In my last post I threatened to list all the things I use in creating my style. I'm going to start with something I'd love but will never have the courage and soul to muster - the "I will do as I damn well please for I am superior to you and all your brethren" look, as modelled by Kate:
Kate is forbidden to sleep on our bed. She doesn't need too - there are two lounges, countless blankets and a few hundred feet of sunny corners at her her immediate disposal. Therefore, in the way of all cats, Kate chooses the one place she can't have and shoots me this look if I attempt negotiations to resettle her.
If you are eagle eyed you might spy, behind Kate, the edge of a very lovely Prada skirt and an excellent vintage Jay Herbert bag, both of which I found in my recent New York foraging.
But back to my ingredients. Well, jewellery. I love it. I buy it at flea markets, pawn shops, antique shops, op shops and eBay. I've found it in Paris, Bordeaux, New York, London, Edinburgh, Melbourne and Sydney. I'll buy silver, gold, nickel, gilt, paste stones, semi-precious gems, diamonds, jet, platinum and lucite. I like it small and dainty or large and oppressive. I have deco and and Edwardian earrings, Victorian and 1970s rings, brooches from the WW2 era and beads from the sixties. I never leave home without a couple of pieces.
That's the left hand side of my dressing table featuring my bead collections.
Another ingredient I love, and have done for years, is handbags. Here are three of my favourites:
Ah, my Chanel girls. I found the brown one in the front at a flea market in Sydney, in its box, complete with dust bag, id card and hologram sticker. Forty dollars, I swear. But that's not the amazing thing - this is (and this still makes me want to hit myself with a something blunt and dangerous): there was a white one, being sold in the same condition - box, card, the lot, by the same person and I LEFT IT BEHIND. I didn't need two, I reasoned.
I still find it hard to talk about it.
The one in the middle is black with a Lucite clasp. $70, authentic, Chanel branding and stamps, found sad and dejected in a pile of fakes at the Bondi markets.
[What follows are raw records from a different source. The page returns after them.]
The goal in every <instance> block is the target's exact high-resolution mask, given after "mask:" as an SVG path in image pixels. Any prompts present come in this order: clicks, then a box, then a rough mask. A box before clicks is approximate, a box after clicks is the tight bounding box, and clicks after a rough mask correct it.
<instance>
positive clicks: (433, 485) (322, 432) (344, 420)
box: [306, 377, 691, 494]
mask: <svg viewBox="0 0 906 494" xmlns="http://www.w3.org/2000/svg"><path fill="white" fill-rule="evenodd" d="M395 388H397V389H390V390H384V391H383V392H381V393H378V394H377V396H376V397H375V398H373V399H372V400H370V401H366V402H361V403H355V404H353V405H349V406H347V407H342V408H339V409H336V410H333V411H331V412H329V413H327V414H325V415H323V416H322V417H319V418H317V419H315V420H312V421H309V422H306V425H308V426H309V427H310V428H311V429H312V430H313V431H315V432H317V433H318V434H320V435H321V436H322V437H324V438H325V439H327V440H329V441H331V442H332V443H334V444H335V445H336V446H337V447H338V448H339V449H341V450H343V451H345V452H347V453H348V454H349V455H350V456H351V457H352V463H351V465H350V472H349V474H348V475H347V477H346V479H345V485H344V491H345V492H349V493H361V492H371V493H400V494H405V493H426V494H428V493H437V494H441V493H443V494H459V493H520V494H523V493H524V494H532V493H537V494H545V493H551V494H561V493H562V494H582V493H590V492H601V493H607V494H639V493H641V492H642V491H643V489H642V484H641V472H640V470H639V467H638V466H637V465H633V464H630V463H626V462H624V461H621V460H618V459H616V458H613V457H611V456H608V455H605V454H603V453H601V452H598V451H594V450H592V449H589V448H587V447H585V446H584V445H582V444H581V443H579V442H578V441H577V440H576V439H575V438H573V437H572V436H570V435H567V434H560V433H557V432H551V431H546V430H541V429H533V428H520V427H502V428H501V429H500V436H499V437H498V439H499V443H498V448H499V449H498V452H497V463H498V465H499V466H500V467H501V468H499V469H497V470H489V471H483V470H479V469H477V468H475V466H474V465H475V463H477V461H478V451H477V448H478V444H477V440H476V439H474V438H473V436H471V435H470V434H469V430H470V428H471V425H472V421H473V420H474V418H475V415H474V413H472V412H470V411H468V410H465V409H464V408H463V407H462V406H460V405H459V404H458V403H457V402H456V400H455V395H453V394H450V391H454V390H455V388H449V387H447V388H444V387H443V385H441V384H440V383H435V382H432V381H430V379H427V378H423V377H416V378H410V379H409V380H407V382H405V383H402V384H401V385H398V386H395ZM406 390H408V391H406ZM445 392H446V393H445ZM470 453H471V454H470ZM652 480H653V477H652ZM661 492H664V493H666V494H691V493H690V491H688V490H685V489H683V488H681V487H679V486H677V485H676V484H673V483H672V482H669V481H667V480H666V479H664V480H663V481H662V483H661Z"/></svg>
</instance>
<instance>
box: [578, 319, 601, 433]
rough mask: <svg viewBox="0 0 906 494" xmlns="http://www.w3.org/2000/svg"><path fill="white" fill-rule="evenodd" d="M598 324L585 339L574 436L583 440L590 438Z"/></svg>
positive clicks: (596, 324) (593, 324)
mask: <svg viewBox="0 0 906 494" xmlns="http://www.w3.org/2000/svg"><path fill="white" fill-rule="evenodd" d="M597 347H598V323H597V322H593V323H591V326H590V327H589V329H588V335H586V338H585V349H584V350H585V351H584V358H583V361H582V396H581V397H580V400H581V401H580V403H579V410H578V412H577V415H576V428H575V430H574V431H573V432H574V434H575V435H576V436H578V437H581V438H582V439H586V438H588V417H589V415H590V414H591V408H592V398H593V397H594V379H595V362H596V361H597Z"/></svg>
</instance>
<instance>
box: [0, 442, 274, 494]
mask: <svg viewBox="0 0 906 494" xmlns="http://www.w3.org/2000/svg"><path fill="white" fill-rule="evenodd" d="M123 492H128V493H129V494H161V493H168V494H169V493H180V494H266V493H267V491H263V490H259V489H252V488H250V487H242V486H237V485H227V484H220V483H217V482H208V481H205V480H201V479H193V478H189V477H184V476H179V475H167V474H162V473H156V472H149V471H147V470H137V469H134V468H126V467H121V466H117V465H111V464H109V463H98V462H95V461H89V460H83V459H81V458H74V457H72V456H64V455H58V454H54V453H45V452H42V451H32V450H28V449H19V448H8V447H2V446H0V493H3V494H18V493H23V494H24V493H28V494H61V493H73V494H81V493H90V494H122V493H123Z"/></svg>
The third on is the jumbo 2.55. A glimpse for now but you will see more of her as this blog progresses.
The other thing I love is perfume. Again my love here is a broad church but I'm particularly keen on old, mysterious complex scents in plain elegant bottles. My two favourites are Jean Scherrer and Patou's 1000. Here's a selection from my dressing table.
You can see Cartier's Pasha scent there too - a bloke's scent crammed with sharp fresh lemon scents that are perfect for the Sydney summer - and Rocha's Femme, a fabulous dusty feminine scent filled with flowers and the fragrances of wood.